Some years ago this newspaper published as essay of mine called "How many selves do you have?" A reader applauded me for having the courage to include my own incredible selves in the host I attributed to others.
I thought of this on reading Paul Greenberg's recent column entitled "Just the two of us." He managed to reduce his many selves to two opposites. Self-analysis is simpler if limited to only two opposites. Everyone makes mistakes, and the thought tends to keep us humble. At the same time, the stupidities we see in our fellow creatures help restore our faltering ego.
Thanksgiving is a time to thank God for the balance. Paul Greenberg's amusing divisions nicely balance the score. This is tantamount to what we do when we explain that love and hate, or laughter and tears, are extremes of the same emotion. Likewise, marital counselors prescribe laughter to wipe away tears, and a sense of humor to make a marriage work.
Authorities on the art of communication also prescribe a sense of humor for speaking and writing, but there is a limit. Two weeks ago, a radio station invited readers to a talk fest to question Dr. Walter Williams about his newspaper column "Black English? Try `mother tongue'."
Walter Williams is one of my favorite columnists, but unlike some of his critics, I assumed he was merely putting us on, in vowing that the prevailing English spoken in the Commonwealth of Virginia originated in England centuries ago. Although I cannot speak for the state of English that far back, more than eight decades of living have acquainted me with scores of Virginians, and I never met one who didn't speak flawless English. Were all of them out of touch with their native tongue?
I once told a house helper that all mice and roaches were born female and pregnant. Horrified, the newcomer exclaimed, "I didn't know that!" I didn't know that either, so I spared her the one about the woman who stopped washing and ironing her dirty paper money when she heard it was illegal to launder money.
These days, most of our great comedians seem to think that a nude body is deliriously funny, that every member of the human race was created to be laughed at. A beautiful body is God's creation, but an uncovered body at my time of life is neither beautiful nor funny to me. Nor would a painter or sculptor waste paint or dull his carving tools on my absence of curves.
Eons ago, I slaved over theories and techniques of the comic for a master's degree at Southern Cal (USC athletes deplore "Southern Cal", but I am no athlete), though I gave short shrift to the so-called "humor" of pre-Renaissance years. The civilized world does not condone making fun of the maimed, the halt, or the blind. Gentle readers, please pass this information on to our comedians who need it most.
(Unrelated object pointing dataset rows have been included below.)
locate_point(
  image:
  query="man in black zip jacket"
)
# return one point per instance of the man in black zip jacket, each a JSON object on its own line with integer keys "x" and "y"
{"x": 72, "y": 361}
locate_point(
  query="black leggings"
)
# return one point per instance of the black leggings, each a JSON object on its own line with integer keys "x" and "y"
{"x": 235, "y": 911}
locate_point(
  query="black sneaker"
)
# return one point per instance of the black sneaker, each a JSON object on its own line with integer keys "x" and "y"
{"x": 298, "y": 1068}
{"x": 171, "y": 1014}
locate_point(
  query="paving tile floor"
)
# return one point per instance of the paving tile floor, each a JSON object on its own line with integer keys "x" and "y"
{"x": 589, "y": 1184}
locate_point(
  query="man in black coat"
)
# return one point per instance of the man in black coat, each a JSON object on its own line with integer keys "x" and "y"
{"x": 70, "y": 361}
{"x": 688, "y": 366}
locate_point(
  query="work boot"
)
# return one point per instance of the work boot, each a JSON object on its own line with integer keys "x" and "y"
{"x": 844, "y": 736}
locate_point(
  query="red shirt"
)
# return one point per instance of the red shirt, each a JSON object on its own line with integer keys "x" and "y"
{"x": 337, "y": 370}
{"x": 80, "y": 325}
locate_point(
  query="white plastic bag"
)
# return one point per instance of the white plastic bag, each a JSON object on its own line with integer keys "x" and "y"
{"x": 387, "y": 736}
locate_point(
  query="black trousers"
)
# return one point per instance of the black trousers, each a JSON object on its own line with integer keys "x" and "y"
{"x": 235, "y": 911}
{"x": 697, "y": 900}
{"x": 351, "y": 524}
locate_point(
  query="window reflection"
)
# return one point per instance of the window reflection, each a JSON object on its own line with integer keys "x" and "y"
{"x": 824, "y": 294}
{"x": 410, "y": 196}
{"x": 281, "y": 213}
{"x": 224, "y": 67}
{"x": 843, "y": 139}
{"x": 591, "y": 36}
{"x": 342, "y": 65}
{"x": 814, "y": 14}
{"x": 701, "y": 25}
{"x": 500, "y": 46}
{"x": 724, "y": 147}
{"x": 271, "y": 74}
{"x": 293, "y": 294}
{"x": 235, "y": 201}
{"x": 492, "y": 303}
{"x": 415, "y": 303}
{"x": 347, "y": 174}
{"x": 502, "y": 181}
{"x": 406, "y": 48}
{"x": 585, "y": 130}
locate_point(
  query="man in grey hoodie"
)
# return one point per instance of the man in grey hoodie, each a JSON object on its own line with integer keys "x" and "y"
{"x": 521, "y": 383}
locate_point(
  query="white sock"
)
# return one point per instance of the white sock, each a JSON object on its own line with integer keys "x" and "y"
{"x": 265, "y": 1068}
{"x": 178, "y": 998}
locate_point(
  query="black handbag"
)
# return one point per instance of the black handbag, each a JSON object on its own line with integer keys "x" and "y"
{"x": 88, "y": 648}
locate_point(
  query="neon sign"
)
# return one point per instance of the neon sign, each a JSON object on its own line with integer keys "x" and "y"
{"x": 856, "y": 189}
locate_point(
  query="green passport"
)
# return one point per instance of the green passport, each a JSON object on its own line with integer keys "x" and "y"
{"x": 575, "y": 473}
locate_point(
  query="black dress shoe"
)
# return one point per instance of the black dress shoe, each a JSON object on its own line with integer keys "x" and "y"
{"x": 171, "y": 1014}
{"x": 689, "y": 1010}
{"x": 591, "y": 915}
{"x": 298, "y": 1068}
During my year-long research on wit and humor, I read a Max Eastman book in which he stated that man is the only animal that laughs, because only man knows the difference between the way things are and the way they ought to be. Although I agree that man is the only creature capable of thought, I take issue with the idea that animals are human beings. Owners of pets and animal-rights extremists claim animals are human because they laugh and cry. But a weather expert counters that the panting of dogs is not laughing, it's their method of adjusting to the weather. And their shivering has to do with how little or how much fur covers their bodies.
True, hyenas make a sound that resembles laughter, but the sound is their way of communicating with their own kind and the world about them. Never mind all those cartoons showing dogs, cats, and birds at executives' desks. Many cartoonists are withdrawing their comic strips because of poor ratings. To our delight, Bil Keane's little Billy, now grown, is taking Family Circus over, so all is not lost.
HAPPY THANKSGIVING
~Aileen Lorberg is a language columnist for the Southeast Missourian.